CHICAGO — Whole Foods now carries Born Free baby bottles, a brand advertised as "safer" because they are made with plastic free of bisphenol A.
And Medela, a company that makes breast-feeding accessories, will no longer use materials made with bisphenol A (BPA) in any of its breast-pump kits or components. But Philips Avent, a global electronics/baby-care products company, has no plans to follow suit. Like most baby bottles on the market, including Dr. Brown's, Evenflo, Gerber and Playtex, Avent containers are made of shatterproof polycarbonate plastic manufactured using BPA.
Bisphenol A leaches from baby bottles with regular washings, even if the bottles are not heated. And in low doses, BPA has been shown to affect the reproductive system of rodents. Other studies have linked low doses of BPA to cancers, impaired immune function, early onset of puberty, obesity, diabetes and even hyperactivity.

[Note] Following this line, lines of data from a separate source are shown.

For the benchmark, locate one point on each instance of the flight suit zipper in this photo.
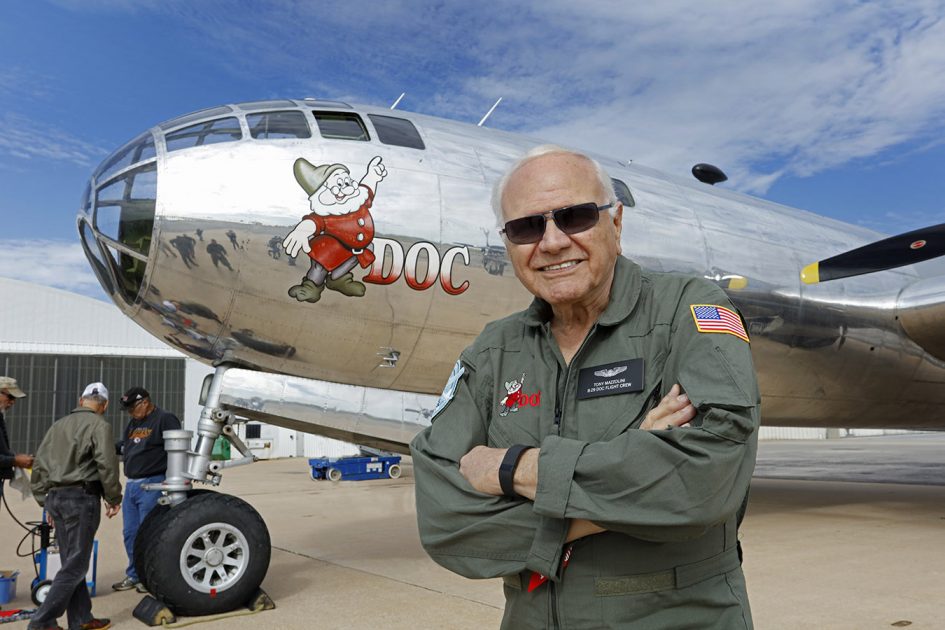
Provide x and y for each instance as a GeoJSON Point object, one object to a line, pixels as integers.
{"type": "Point", "coordinates": [552, 590]}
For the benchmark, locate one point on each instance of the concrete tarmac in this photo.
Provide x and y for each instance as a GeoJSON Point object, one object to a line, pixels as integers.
{"type": "Point", "coordinates": [820, 551]}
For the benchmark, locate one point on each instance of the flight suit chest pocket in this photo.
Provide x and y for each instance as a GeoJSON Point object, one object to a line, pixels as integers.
{"type": "Point", "coordinates": [605, 417]}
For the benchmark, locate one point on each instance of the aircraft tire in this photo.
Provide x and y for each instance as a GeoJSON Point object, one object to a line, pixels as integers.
{"type": "Point", "coordinates": [209, 556]}
{"type": "Point", "coordinates": [144, 537]}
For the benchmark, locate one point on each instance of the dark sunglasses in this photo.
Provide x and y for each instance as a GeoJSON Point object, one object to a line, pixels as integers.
{"type": "Point", "coordinates": [570, 220]}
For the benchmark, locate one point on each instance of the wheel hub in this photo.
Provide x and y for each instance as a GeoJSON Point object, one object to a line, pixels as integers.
{"type": "Point", "coordinates": [214, 557]}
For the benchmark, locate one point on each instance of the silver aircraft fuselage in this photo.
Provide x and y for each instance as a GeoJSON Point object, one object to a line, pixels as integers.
{"type": "Point", "coordinates": [185, 225]}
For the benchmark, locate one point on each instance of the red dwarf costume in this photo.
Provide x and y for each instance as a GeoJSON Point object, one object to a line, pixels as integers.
{"type": "Point", "coordinates": [336, 237]}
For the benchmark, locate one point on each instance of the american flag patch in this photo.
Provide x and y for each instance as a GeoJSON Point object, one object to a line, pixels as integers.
{"type": "Point", "coordinates": [711, 318]}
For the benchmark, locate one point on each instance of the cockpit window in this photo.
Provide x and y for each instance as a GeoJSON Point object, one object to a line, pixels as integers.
{"type": "Point", "coordinates": [125, 208]}
{"type": "Point", "coordinates": [92, 252]}
{"type": "Point", "coordinates": [317, 102]}
{"type": "Point", "coordinates": [124, 216]}
{"type": "Point", "coordinates": [257, 105]}
{"type": "Point", "coordinates": [623, 193]}
{"type": "Point", "coordinates": [139, 149]}
{"type": "Point", "coordinates": [275, 125]}
{"type": "Point", "coordinates": [341, 126]}
{"type": "Point", "coordinates": [396, 131]}
{"type": "Point", "coordinates": [207, 132]}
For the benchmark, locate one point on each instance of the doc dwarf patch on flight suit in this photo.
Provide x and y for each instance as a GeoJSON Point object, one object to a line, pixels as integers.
{"type": "Point", "coordinates": [516, 398]}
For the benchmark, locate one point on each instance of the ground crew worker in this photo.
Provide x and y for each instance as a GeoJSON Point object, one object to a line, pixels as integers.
{"type": "Point", "coordinates": [10, 392]}
{"type": "Point", "coordinates": [75, 468]}
{"type": "Point", "coordinates": [590, 522]}
{"type": "Point", "coordinates": [142, 448]}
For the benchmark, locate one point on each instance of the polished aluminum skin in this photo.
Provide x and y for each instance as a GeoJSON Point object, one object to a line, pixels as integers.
{"type": "Point", "coordinates": [184, 227]}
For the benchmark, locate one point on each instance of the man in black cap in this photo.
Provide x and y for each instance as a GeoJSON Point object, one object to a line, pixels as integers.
{"type": "Point", "coordinates": [10, 392]}
{"type": "Point", "coordinates": [142, 447]}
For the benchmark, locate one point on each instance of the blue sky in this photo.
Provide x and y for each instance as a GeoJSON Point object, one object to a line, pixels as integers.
{"type": "Point", "coordinates": [833, 106]}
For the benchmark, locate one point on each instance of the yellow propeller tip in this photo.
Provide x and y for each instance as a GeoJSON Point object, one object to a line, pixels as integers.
{"type": "Point", "coordinates": [811, 273]}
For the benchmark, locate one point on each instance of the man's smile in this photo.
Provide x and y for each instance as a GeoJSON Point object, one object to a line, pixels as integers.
{"type": "Point", "coordinates": [559, 266]}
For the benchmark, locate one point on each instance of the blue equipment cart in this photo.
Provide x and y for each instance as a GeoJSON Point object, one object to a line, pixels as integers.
{"type": "Point", "coordinates": [355, 468]}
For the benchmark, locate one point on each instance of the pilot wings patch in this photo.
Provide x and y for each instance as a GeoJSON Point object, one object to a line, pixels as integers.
{"type": "Point", "coordinates": [710, 318]}
{"type": "Point", "coordinates": [611, 372]}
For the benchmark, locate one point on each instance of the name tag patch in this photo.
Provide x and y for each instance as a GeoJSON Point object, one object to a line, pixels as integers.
{"type": "Point", "coordinates": [622, 377]}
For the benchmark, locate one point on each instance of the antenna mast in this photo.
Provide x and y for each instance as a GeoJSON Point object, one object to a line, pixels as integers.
{"type": "Point", "coordinates": [489, 113]}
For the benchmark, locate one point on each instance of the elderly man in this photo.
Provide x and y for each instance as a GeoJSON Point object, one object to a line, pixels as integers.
{"type": "Point", "coordinates": [591, 522]}
{"type": "Point", "coordinates": [76, 467]}
{"type": "Point", "coordinates": [10, 392]}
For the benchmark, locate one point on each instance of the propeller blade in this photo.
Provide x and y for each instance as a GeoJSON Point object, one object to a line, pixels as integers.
{"type": "Point", "coordinates": [896, 251]}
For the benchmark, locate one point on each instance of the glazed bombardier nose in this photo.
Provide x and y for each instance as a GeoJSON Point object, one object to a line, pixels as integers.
{"type": "Point", "coordinates": [116, 219]}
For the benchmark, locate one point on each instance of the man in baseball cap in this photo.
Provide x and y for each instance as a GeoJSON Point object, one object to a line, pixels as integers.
{"type": "Point", "coordinates": [142, 446]}
{"type": "Point", "coordinates": [10, 392]}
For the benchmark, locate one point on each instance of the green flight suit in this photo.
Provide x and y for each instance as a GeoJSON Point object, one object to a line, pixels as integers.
{"type": "Point", "coordinates": [79, 447]}
{"type": "Point", "coordinates": [668, 498]}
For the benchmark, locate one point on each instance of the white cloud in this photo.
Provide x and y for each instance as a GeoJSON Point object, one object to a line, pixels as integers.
{"type": "Point", "coordinates": [762, 89]}
{"type": "Point", "coordinates": [54, 263]}
{"type": "Point", "coordinates": [25, 139]}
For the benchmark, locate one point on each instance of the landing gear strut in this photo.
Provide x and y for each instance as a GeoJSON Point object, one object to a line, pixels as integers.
{"type": "Point", "coordinates": [201, 552]}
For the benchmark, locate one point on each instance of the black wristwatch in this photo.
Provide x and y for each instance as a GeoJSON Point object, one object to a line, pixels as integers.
{"type": "Point", "coordinates": [507, 469]}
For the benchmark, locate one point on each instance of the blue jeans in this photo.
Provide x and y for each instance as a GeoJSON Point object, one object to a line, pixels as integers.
{"type": "Point", "coordinates": [76, 516]}
{"type": "Point", "coordinates": [135, 505]}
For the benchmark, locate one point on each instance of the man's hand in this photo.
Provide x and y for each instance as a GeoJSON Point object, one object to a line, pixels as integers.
{"type": "Point", "coordinates": [480, 467]}
{"type": "Point", "coordinates": [23, 461]}
{"type": "Point", "coordinates": [674, 410]}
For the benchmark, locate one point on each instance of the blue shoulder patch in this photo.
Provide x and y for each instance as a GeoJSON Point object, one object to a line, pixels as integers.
{"type": "Point", "coordinates": [450, 390]}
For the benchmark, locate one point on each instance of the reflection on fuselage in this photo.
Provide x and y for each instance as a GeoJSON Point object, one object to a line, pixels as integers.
{"type": "Point", "coordinates": [215, 282]}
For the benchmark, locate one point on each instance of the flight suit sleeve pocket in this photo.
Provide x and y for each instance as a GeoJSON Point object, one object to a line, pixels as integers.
{"type": "Point", "coordinates": [723, 390]}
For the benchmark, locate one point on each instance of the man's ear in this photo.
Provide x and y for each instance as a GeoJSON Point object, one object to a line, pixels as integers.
{"type": "Point", "coordinates": [618, 225]}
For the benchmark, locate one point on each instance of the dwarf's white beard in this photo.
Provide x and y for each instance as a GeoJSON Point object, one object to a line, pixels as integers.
{"type": "Point", "coordinates": [344, 207]}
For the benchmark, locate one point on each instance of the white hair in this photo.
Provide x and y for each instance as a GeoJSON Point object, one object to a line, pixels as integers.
{"type": "Point", "coordinates": [603, 178]}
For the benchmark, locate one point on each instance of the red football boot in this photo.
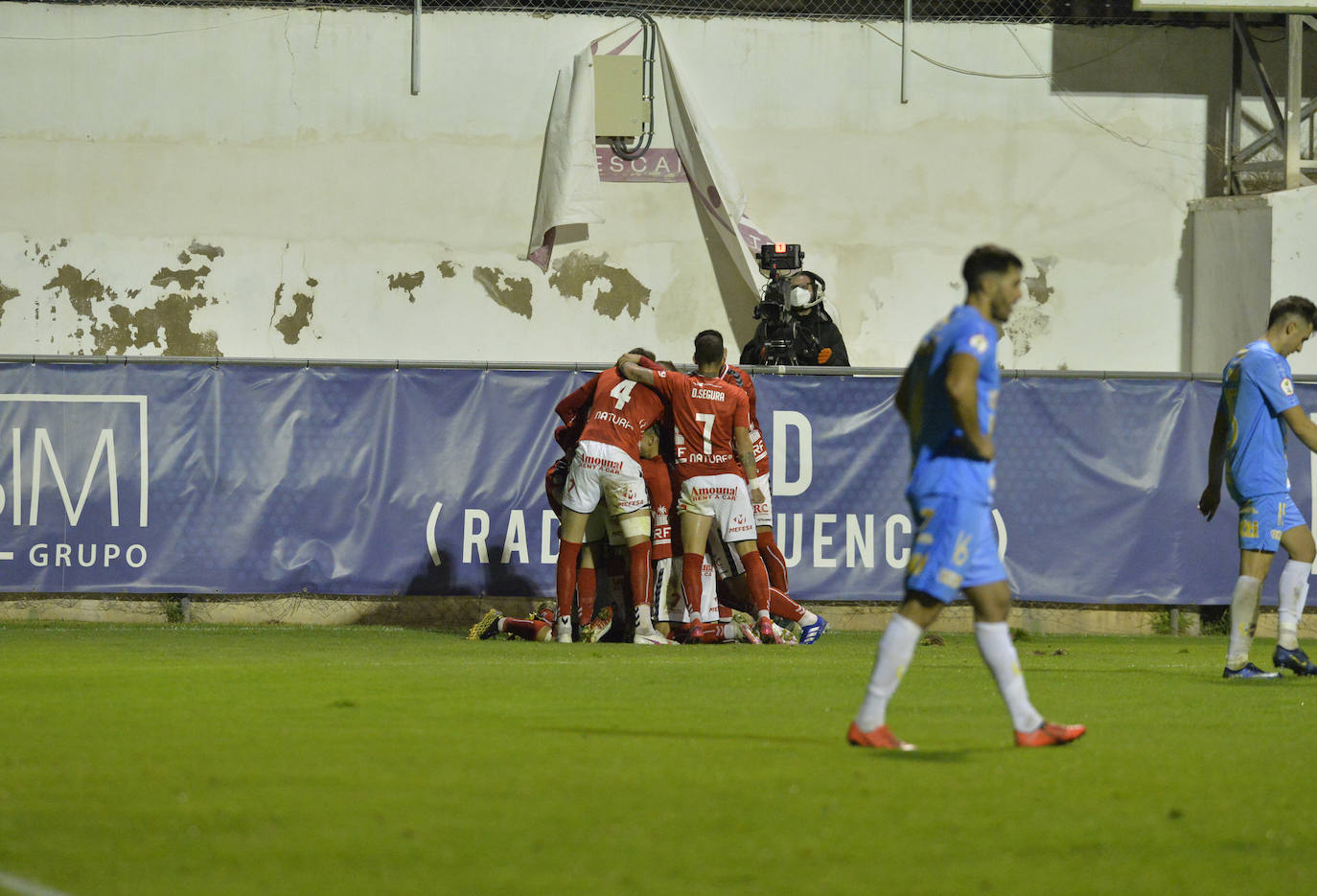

But can BPA hurt the development of a human fetus or a baby? Or are products like Born Free bottles a clever marketing gimmick designed to play on our fears?
An independent panel convened by the federal Center for the Evaluation of Risks to Human Reproduction (CERHR) is evaluating the scientific literature on the compound.
The meeting was called, in part, to address public concern. The scientists are also looking at bisphenol A because of the widespread human exposure -- more than 6 billion pounds are manufactured worldwide annually -- and the evidence of reproductive toxicity in laboratory animal studies. Data shows that BPA may mimic the natural female sex hormone estradiol.
But some experts already are criticizing the draft version of the report, citing factual errors. University of Missouri biology professor Frederick vom Saal, a leading BPA researcher who is not on the panel, said the 372-page draft report is "biased in favor of industry studies." He also believes it was written by people "who are obviously completely ignorant of basic endocrinology, which is required to evaluate a chemical that acts like the sex hormone estradiol."
The report "is not accurate, and that is a serious problem," said vom Saal, who plans to testify before the panel Monday in Washington, D.C., during the comment session.
Still, even if the scientists determine BPA poses a danger to humans, what then? We're already swimming in it: The U.S. Centers for Disease Control and Prevention has found bisphenol A in the urine of more than 95 percent of the people tested.
In addition to polycarbonate plastics, BPA is used in flame retardants and several types of resins. That means BPA is in reusable food and drink products such as Nalgene bottles and microwaveable food containers, children's toys, electronic equipment, CDs, DVDs, automobiles and sports helmets. Resins are used to coat metal products such as food cans, bottle tops and water-supply pipes. And bisphenol A is found in some polymers used in dental sealants and tooth coatings.
Avent, acquired last May by Royal Philips Electronics, stands by its product. In fact, the bottles play an important role in child safety because the polycarbonate prevents cracking and shattering, said spokeswoman Shannon Jenest. And Avent isn't aware of "independent laboratory studies that have measured the effect of BPA in animals," even though the information is a Google search away.
"Since we strive to remain aligned with federal regulations, we will look to those governing bodies to determine if a change needs to be made," Jenest said.
Unfortunately, protecting consumers from toxic chemicals isn't the government's strong suit. Only a small percentage of the estimated 80,000 chemicals registered for commercial use in the U.S. have been tested for safety.
Until more is known about the real dangers of BPA, choose glass or supposedly safer-plastic baby bottles offered by Born Free (made with polyamide) or Medela (polypropylene) so bisphenol A can't leach into the milk. For sippy cups and water bottles, plastics labeled No. 1, No. 2 or No. 5 in the recycling triangle are considered safer. Try to keep your child from putting plastic toys -- especially those designed for older children -- in his mouth.
And always use glass, rather than plastic, to microwave food and liquid.